In 1909, the superstructure for the memorial was laid. The Vermont marble platform is 252 feet in length and 71 feet wide, with steps on each side. The center marble pedestal is 22 feet high, is surrounded by four bronze lions.
I
n 1912, the first of Shrady's three major bronze works was placed at the site. "The Artillery Group," depicts a caisson drawn by five magnificent horses, one of which is being ridden by a guidon carrier who has turned to signal a right wheel in the face of an upcoming battle.

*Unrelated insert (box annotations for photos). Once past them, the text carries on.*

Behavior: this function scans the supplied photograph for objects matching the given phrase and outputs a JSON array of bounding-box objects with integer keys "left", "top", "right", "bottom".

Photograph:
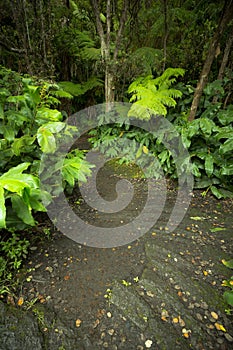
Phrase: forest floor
[{"left": 0, "top": 160, "right": 233, "bottom": 350}]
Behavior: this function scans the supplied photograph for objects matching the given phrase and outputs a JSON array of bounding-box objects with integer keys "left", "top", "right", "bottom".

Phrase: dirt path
[{"left": 0, "top": 169, "right": 233, "bottom": 350}]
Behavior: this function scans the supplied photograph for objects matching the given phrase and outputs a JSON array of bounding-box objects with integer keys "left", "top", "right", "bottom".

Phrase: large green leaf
[
  {"left": 199, "top": 118, "right": 216, "bottom": 135},
  {"left": 223, "top": 290, "right": 233, "bottom": 306},
  {"left": 43, "top": 122, "right": 66, "bottom": 134},
  {"left": 205, "top": 154, "right": 214, "bottom": 177},
  {"left": 221, "top": 164, "right": 233, "bottom": 176},
  {"left": 11, "top": 135, "right": 35, "bottom": 156},
  {"left": 218, "top": 109, "right": 233, "bottom": 125},
  {"left": 0, "top": 162, "right": 30, "bottom": 179},
  {"left": 0, "top": 178, "right": 29, "bottom": 194},
  {"left": 29, "top": 188, "right": 46, "bottom": 212},
  {"left": 222, "top": 259, "right": 233, "bottom": 269},
  {"left": 37, "top": 126, "right": 56, "bottom": 153},
  {"left": 36, "top": 107, "right": 62, "bottom": 122},
  {"left": 210, "top": 186, "right": 224, "bottom": 199},
  {"left": 11, "top": 194, "right": 35, "bottom": 226},
  {"left": 1, "top": 125, "right": 15, "bottom": 142},
  {"left": 219, "top": 138, "right": 233, "bottom": 154},
  {"left": 0, "top": 187, "right": 6, "bottom": 228}
]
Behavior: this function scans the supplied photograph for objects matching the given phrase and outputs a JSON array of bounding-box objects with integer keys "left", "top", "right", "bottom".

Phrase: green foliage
[
  {"left": 92, "top": 77, "right": 233, "bottom": 198},
  {"left": 128, "top": 47, "right": 163, "bottom": 76},
  {"left": 59, "top": 77, "right": 103, "bottom": 96},
  {"left": 222, "top": 259, "right": 233, "bottom": 307},
  {"left": 128, "top": 68, "right": 184, "bottom": 120},
  {"left": 0, "top": 67, "right": 91, "bottom": 294},
  {"left": 0, "top": 233, "right": 30, "bottom": 295},
  {"left": 0, "top": 68, "right": 93, "bottom": 229}
]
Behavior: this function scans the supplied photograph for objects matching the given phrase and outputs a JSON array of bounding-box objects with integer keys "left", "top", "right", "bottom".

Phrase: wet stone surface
[{"left": 0, "top": 165, "right": 233, "bottom": 350}]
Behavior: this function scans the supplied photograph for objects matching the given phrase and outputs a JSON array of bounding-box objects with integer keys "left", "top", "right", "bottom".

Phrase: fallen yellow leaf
[
  {"left": 161, "top": 316, "right": 167, "bottom": 322},
  {"left": 183, "top": 333, "right": 190, "bottom": 338},
  {"left": 214, "top": 322, "right": 226, "bottom": 332},
  {"left": 172, "top": 317, "right": 179, "bottom": 323},
  {"left": 75, "top": 318, "right": 82, "bottom": 328},
  {"left": 17, "top": 297, "right": 24, "bottom": 306},
  {"left": 211, "top": 311, "right": 218, "bottom": 320},
  {"left": 177, "top": 290, "right": 183, "bottom": 298}
]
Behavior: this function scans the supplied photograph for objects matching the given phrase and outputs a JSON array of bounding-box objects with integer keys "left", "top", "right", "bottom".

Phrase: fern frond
[
  {"left": 128, "top": 68, "right": 184, "bottom": 119},
  {"left": 80, "top": 47, "right": 101, "bottom": 61},
  {"left": 53, "top": 90, "right": 73, "bottom": 99},
  {"left": 153, "top": 68, "right": 185, "bottom": 88},
  {"left": 130, "top": 47, "right": 163, "bottom": 74}
]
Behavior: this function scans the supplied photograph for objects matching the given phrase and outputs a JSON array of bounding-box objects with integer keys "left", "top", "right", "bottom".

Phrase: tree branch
[
  {"left": 0, "top": 40, "right": 26, "bottom": 54},
  {"left": 91, "top": 0, "right": 107, "bottom": 59}
]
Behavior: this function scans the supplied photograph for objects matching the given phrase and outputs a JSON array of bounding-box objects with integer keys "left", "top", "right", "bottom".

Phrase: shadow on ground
[{"left": 0, "top": 167, "right": 233, "bottom": 350}]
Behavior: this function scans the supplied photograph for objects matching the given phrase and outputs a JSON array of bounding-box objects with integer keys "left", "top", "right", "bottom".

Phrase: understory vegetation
[{"left": 0, "top": 0, "right": 233, "bottom": 312}]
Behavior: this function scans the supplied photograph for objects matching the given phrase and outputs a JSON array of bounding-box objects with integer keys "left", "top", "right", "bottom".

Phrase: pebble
[
  {"left": 108, "top": 329, "right": 115, "bottom": 335},
  {"left": 200, "top": 301, "right": 208, "bottom": 310},
  {"left": 145, "top": 339, "right": 153, "bottom": 349},
  {"left": 211, "top": 311, "right": 218, "bottom": 320},
  {"left": 224, "top": 333, "right": 233, "bottom": 343},
  {"left": 217, "top": 338, "right": 224, "bottom": 344}
]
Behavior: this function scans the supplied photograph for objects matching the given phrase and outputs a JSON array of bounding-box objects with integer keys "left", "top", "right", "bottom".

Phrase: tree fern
[
  {"left": 128, "top": 68, "right": 184, "bottom": 119},
  {"left": 129, "top": 47, "right": 163, "bottom": 75},
  {"left": 59, "top": 77, "right": 103, "bottom": 96}
]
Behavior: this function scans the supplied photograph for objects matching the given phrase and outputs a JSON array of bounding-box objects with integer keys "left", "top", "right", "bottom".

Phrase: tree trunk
[
  {"left": 163, "top": 0, "right": 168, "bottom": 72},
  {"left": 189, "top": 0, "right": 233, "bottom": 121},
  {"left": 213, "top": 26, "right": 233, "bottom": 103}
]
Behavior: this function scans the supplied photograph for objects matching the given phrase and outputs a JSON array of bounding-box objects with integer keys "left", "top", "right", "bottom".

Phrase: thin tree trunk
[
  {"left": 213, "top": 26, "right": 233, "bottom": 103},
  {"left": 163, "top": 0, "right": 168, "bottom": 72},
  {"left": 189, "top": 0, "right": 233, "bottom": 121}
]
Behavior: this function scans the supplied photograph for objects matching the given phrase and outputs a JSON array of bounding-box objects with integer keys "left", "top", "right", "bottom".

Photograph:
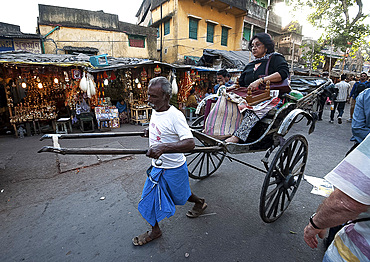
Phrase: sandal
[
  {"left": 186, "top": 199, "right": 207, "bottom": 218},
  {"left": 132, "top": 231, "right": 162, "bottom": 246}
]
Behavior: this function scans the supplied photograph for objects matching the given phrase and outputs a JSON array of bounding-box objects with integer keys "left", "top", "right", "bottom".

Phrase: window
[
  {"left": 128, "top": 35, "right": 145, "bottom": 48},
  {"left": 221, "top": 26, "right": 229, "bottom": 46},
  {"left": 243, "top": 26, "right": 251, "bottom": 41},
  {"left": 164, "top": 20, "right": 170, "bottom": 35},
  {"left": 189, "top": 18, "right": 198, "bottom": 39},
  {"left": 207, "top": 23, "right": 215, "bottom": 43}
]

The expressions of the three soldiers seated in the caisson are timeless. An impending battle surely brings different thoughts to different men, and Shrady's art is masterful at capturing the personal war that must be fought by each man alone. Shrady used West Point cadets from the class of 1908 as models for this work, and a small bronze plaque on the back of "The Artillery Group" recognizes them. (One of the young models, James E. Chaney, would retire from the Army as a Major General.
A guidon carrier signals a right wheel in the face of an upcoming battle in Henry Merwin Shrady's "The Artillery Group," one of the large sculptures of the Grant Memorial

THE CAVALRY GROUP is one of the largest (seven horses) and most outstanding equestrian bronzes in the world and was placed at the memorial in 1916. Shrady's attention to detail was nothing less than remarkable. Even the lost and discarded items of military paraphernalia on the ground beneath the Cavalry and the Artillery (muskets, canteens, bayonets, etc.) are exact duplicates of those used during the Civil War. You can almost hear the thundering of the hooves as this mounted unit charges into battle, led by its commanding officer with sword held high. Shrady used horses from the New York Police Department to study the anatomy of the animals, he is said to have dissected one and reassembled its skeleton to understand the anatomy more thoroughly. Pain, anguish and determination are displayed on the face of a cavalryman whose horse has fallen on him. So precise and exacting was Shrady's vision of that face, that he became frustrated with those who sat for him, and he instead used a system of mirrors and sculpted the visage from his own expressions.
The relief panels on sides of the pedestal on which Grant's statue rests depict "The Infantry Group." Although based on sketches and drawings by Shrady, these panels were sculpted by Edmund Amateis and Sherry Fry after Shrady's death. Tragically, Shrady died just weeks before the dedication of the Grant Memorial, after devoting 20 continuous years to the project.
On one of the panels in "The Infantry Group" shows an officer, with raised sword, turning to encourage his men forward. The other panel portrays a drummer boy, followed by the long line of infantrymen on what must have seemed a never ending march to the next battle.
It is fitting that these panels are at the foundation of Grant's equestrian statue. Without the blood of his infantry, Grant's many victories could not have been achieved.
The only inscription on the entire memorial is the name "Grant", and appropriately so, for a man who was as unimpressed with himself as this noble general was. He is seated calmly on his favorite horse, "Cincinnati", whose raised ears and flared nostrils seem to sense the coming battle. Grant, who was known for his coolness, unemotionally surveys the battlefield. Modest in dress and demeanor, he is confident, prepared to direct his forces toward victory.